Goodbye Grubs: A Simple Guide on Grubworm Control and Prevention

Just because you find a single grub doesn’t mean you have an infestation. All lawns will have some at some point or another. A healthy lawn will be resilient against a few here and there, but how do you know when you have enough for it to be a problem?

You can perform a small test to determine if action needs to be taken. Dig up a few small sections of your yard. If you find more than five grubs in a 1/4 square foot area of your lawn, then you should take actions to treat your lawn.

Grub Worm Prevention and Treatment

The old saying goes, “an ounce of prevention is worth a pound of cure.” The absolute best way to treat grubs is to prevent an infestation from happening in the first place. If you treat for grub worms before they are a problem, then you can spare your lawn and garden all the damage. Having preventive grub control applied in May or early June will protect your lawn all season.

The Grub Life Cycle

In the spring, grubs awaken from their winter slumber and begin feeding as they prepare to enter their pupae stage. As pupae, they metamorphosize into adult beetles. While in their pupae form, they are not eating and are resistant to the pesticides since it works by them ingesting it.

In the summer, the adult beetles emerge from their pupae and from the ground to feed on plants and mate. They then lay their eggs in the soil to begin the process all over again. Then, in the fall the eggs hatch into new grubs that immediately begin to feed before the winter freeze comes.

Grub-Control Treatment

A commercial pesticide treatment is the best way to prevent an infestation. Grub worms are most susceptible to treatments in the early-mid summer. When they are young is the best time to treat, killing the new grubs before they hunker down for the winter.

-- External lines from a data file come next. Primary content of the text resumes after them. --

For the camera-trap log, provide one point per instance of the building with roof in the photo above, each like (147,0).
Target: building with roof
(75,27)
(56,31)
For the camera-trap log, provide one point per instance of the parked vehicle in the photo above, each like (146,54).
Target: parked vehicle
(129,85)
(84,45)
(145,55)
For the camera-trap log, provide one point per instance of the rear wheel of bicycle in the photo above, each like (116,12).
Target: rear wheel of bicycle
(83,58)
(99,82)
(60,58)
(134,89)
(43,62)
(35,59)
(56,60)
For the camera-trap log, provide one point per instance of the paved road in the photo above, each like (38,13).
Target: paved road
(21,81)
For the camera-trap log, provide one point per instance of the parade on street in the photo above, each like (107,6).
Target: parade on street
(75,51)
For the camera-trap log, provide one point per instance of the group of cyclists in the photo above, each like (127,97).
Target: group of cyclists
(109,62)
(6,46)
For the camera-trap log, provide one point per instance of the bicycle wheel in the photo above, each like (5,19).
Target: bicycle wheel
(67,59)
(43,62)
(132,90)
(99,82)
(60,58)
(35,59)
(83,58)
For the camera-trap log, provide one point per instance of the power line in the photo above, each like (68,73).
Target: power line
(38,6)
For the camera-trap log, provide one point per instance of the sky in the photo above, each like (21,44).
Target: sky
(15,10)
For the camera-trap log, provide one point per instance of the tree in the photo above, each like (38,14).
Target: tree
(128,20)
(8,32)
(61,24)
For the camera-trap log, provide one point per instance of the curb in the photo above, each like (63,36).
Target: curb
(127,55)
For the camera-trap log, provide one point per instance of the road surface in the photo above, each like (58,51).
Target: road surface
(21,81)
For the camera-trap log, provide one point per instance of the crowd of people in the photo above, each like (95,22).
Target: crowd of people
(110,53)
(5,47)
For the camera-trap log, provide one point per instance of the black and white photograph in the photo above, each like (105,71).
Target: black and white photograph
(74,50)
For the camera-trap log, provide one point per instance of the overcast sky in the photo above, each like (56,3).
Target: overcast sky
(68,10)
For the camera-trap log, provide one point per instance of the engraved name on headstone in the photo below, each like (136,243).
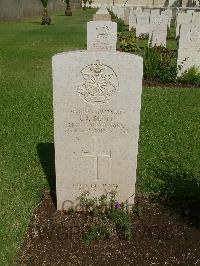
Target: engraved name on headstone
(97,98)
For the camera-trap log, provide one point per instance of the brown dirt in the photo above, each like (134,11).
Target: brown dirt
(160,237)
(158,84)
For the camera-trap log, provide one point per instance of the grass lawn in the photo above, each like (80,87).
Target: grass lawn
(169,122)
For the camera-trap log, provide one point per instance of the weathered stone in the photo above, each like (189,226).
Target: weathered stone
(189,48)
(97,98)
(143,23)
(102,14)
(101,36)
(158,34)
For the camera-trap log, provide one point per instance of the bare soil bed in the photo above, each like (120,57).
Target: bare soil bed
(161,235)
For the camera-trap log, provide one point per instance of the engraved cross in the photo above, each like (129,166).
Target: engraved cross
(96,155)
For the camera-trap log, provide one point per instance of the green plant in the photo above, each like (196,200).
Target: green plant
(191,76)
(84,4)
(160,64)
(105,217)
(143,36)
(90,3)
(127,42)
(120,23)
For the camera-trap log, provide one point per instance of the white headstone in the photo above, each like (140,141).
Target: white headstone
(126,15)
(158,34)
(97,98)
(182,18)
(101,36)
(102,14)
(189,48)
(143,24)
(132,19)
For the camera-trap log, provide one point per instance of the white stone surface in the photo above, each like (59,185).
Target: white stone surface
(97,98)
(167,14)
(132,19)
(189,48)
(102,14)
(182,19)
(158,34)
(143,23)
(126,15)
(101,36)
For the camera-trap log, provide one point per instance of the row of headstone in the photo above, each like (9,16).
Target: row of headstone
(97,99)
(147,22)
(155,25)
(186,18)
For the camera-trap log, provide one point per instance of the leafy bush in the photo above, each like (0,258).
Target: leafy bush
(191,76)
(160,64)
(143,36)
(105,217)
(120,23)
(127,42)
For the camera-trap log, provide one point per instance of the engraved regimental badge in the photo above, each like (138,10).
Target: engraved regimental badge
(100,83)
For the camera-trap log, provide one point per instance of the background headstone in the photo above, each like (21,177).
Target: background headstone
(101,36)
(189,48)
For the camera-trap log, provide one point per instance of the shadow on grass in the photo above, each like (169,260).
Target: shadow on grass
(47,158)
(180,191)
(35,22)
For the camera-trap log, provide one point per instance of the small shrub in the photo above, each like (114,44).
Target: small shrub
(160,64)
(191,76)
(127,42)
(143,36)
(120,23)
(105,217)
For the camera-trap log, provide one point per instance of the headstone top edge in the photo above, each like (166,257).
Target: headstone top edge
(97,53)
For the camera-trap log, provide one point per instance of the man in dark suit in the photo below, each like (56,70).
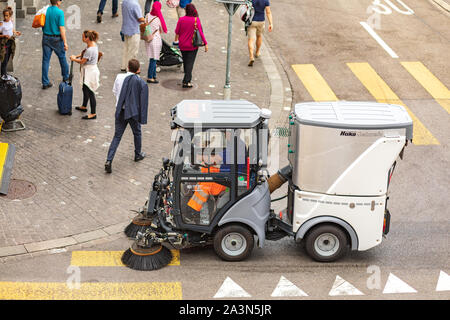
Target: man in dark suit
(132,108)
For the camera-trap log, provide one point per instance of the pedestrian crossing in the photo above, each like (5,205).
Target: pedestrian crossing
(318,88)
(75,289)
(108,258)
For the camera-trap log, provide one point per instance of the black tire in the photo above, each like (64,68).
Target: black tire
(326,243)
(233,243)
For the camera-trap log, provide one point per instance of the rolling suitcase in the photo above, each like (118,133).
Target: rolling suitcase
(65,95)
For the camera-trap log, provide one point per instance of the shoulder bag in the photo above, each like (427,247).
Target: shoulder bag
(197,38)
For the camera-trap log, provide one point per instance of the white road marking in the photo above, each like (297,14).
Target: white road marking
(396,285)
(342,288)
(286,288)
(443,282)
(231,289)
(379,40)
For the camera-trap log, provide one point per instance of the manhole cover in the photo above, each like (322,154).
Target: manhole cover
(19,190)
(176,84)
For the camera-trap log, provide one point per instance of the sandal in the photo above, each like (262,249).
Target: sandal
(81,109)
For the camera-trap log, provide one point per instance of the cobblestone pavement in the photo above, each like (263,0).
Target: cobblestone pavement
(75,202)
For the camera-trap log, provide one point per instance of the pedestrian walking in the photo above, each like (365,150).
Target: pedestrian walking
(54,40)
(131,19)
(90,74)
(7,39)
(101,7)
(184,33)
(256,29)
(157,25)
(181,8)
(132,107)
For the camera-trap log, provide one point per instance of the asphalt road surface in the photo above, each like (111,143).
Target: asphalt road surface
(400,55)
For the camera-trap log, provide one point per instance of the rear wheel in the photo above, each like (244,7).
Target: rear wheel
(326,243)
(233,243)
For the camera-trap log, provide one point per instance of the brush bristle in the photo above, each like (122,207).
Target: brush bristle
(132,230)
(147,263)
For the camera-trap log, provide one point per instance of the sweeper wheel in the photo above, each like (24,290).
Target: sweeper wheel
(147,258)
(138,224)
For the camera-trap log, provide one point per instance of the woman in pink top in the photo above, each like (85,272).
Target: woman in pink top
(153,48)
(184,32)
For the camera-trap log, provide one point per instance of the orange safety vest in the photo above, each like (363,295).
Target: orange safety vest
(204,189)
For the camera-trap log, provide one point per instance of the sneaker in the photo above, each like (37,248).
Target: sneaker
(139,157)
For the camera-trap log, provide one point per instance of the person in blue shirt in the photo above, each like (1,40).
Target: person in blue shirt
(256,29)
(132,17)
(54,40)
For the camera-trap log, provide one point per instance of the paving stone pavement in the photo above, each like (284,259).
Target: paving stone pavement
(76,203)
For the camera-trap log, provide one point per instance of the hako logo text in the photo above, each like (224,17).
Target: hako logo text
(348,133)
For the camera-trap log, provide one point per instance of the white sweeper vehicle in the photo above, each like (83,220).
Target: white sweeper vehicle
(215,188)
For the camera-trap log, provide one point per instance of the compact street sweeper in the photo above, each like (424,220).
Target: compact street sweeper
(215,188)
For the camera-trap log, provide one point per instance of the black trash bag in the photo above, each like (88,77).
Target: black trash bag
(10,98)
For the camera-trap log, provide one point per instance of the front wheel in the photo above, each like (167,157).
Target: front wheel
(326,243)
(233,243)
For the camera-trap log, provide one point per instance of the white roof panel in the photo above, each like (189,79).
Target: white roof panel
(354,115)
(217,114)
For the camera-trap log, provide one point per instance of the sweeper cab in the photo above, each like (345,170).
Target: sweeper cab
(215,188)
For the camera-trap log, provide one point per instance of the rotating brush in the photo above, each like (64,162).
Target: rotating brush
(146,259)
(138,224)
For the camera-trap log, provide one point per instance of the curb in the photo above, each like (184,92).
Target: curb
(59,245)
(281,93)
(443,4)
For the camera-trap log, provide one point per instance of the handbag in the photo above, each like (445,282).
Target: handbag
(146,31)
(197,38)
(39,18)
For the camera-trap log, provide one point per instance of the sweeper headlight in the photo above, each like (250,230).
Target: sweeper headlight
(166,163)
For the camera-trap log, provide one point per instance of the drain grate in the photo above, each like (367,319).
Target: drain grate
(176,84)
(19,190)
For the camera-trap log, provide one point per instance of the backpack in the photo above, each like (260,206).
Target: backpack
(146,31)
(39,18)
(247,12)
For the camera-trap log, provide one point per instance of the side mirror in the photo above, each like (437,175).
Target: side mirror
(166,163)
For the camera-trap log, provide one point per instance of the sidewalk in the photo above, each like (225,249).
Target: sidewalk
(76,204)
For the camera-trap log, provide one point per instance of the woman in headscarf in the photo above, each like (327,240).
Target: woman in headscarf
(157,25)
(184,33)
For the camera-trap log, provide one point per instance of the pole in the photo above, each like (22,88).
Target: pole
(227,87)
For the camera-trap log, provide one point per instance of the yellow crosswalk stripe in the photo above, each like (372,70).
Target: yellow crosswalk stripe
(3,154)
(108,258)
(432,84)
(90,291)
(314,82)
(383,94)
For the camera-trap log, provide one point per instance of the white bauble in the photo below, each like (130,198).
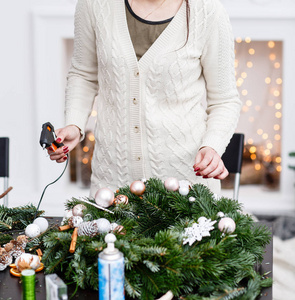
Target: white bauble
(220,214)
(137,187)
(183,190)
(171,184)
(42,223)
(32,230)
(103,225)
(78,210)
(227,225)
(104,197)
(202,220)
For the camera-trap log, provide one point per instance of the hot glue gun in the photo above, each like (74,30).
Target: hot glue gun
(48,137)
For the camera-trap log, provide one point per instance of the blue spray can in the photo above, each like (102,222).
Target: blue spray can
(111,271)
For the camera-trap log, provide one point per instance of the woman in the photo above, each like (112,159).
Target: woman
(150,63)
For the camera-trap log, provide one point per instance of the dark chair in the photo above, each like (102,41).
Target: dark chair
(232,159)
(4,165)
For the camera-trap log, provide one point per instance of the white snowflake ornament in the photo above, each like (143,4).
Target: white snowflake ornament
(198,230)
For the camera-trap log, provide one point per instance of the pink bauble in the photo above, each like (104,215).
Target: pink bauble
(104,197)
(171,184)
(137,187)
(227,225)
(78,210)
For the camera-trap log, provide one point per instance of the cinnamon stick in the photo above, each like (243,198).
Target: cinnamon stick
(74,240)
(6,192)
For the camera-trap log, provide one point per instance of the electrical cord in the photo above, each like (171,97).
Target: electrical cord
(67,162)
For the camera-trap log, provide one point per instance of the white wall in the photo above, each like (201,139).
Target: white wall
(25,104)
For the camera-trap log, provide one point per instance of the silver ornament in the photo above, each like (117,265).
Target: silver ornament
(32,230)
(104,197)
(78,210)
(42,223)
(183,190)
(137,187)
(103,225)
(171,184)
(227,225)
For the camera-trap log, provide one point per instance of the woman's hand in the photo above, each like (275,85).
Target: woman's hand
(70,136)
(209,164)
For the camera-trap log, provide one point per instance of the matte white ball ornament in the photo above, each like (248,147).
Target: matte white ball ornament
(78,210)
(220,214)
(32,230)
(137,187)
(104,197)
(171,184)
(227,225)
(42,223)
(183,191)
(103,225)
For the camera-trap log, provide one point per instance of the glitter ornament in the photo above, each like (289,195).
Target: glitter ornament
(227,225)
(78,210)
(103,225)
(137,187)
(171,184)
(121,199)
(42,223)
(104,197)
(32,230)
(88,229)
(183,191)
(220,214)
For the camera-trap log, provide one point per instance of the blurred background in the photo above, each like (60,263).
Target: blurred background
(36,47)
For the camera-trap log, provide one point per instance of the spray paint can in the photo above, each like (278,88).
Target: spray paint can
(111,271)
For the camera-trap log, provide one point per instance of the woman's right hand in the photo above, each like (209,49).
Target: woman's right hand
(70,137)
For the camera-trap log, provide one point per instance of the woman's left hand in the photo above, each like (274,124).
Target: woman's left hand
(209,164)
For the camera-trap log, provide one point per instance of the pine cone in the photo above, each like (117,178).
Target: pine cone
(5,259)
(88,229)
(22,240)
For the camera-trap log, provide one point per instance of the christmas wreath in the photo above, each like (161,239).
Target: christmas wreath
(182,240)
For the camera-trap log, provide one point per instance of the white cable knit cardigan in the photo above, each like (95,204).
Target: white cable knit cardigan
(151,121)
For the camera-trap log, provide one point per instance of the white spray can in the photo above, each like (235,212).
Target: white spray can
(111,271)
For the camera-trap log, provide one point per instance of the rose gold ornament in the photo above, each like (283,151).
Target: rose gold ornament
(121,199)
(171,184)
(104,197)
(137,187)
(227,225)
(78,210)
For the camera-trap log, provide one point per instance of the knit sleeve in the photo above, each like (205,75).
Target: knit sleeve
(82,83)
(223,103)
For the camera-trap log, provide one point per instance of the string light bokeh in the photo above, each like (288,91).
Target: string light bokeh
(259,80)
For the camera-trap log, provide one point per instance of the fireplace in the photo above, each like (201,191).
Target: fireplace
(262,22)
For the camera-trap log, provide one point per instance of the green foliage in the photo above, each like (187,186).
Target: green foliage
(217,267)
(17,217)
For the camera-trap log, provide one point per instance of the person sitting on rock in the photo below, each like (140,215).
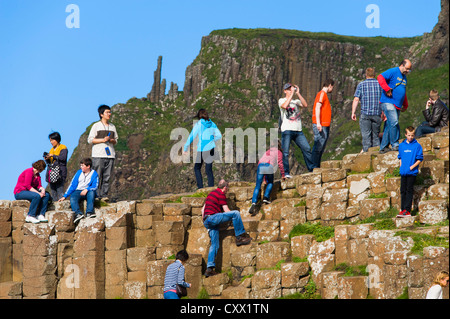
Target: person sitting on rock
(29,188)
(215,211)
(83,186)
(436,118)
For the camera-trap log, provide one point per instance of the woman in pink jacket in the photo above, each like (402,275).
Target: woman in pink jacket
(29,188)
(266,170)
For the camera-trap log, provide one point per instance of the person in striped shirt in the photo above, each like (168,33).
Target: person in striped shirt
(175,275)
(215,212)
(368,92)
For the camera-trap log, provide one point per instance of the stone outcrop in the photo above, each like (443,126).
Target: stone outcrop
(125,250)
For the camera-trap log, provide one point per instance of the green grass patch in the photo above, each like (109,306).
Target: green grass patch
(320,232)
(302,203)
(423,240)
(381,195)
(350,271)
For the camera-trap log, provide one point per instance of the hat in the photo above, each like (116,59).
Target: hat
(287,86)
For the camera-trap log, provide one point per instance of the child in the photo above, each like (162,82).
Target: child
(440,282)
(83,186)
(410,154)
(266,170)
(103,136)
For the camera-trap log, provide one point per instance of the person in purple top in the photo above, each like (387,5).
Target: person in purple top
(29,187)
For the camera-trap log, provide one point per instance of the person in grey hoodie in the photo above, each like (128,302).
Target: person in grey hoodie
(208,134)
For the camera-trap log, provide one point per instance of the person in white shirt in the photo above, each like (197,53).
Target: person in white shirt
(441,280)
(103,136)
(291,127)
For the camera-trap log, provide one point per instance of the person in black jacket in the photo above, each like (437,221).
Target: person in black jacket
(436,118)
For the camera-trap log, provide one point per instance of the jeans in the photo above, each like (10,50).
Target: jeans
(407,191)
(206,157)
(104,168)
(424,128)
(370,129)
(392,128)
(212,223)
(299,138)
(38,203)
(320,141)
(263,170)
(75,198)
(170,295)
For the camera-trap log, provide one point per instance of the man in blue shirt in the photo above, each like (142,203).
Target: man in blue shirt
(84,185)
(393,100)
(368,92)
(410,154)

For the most comprehensive treatment, you can do one treatment in the spring and one in the fall to make sure the grubs are dealt with.

Encouraging the bird population in your yard can be a way to reduce your grub problem, though it is not a solution in itself. Many songbirds are natural predators of grubs and love to eat them, but won’t tear up your yard the way armadillos do. You can add a bird feeder to your yard to help attract birds who eat both seeds and bugs, but we still recommend chemical treatments for the most effective grub control.

Keep Your Lawn Green and Grub Free!

Don’t wait for grubs to damage your lawn to take action. Once the damage is done, it can be a lot harder to salvage your yard. If you let the infestation go and attract other pests to your yard, you will end up having to spend a lot more money to get things back to normal!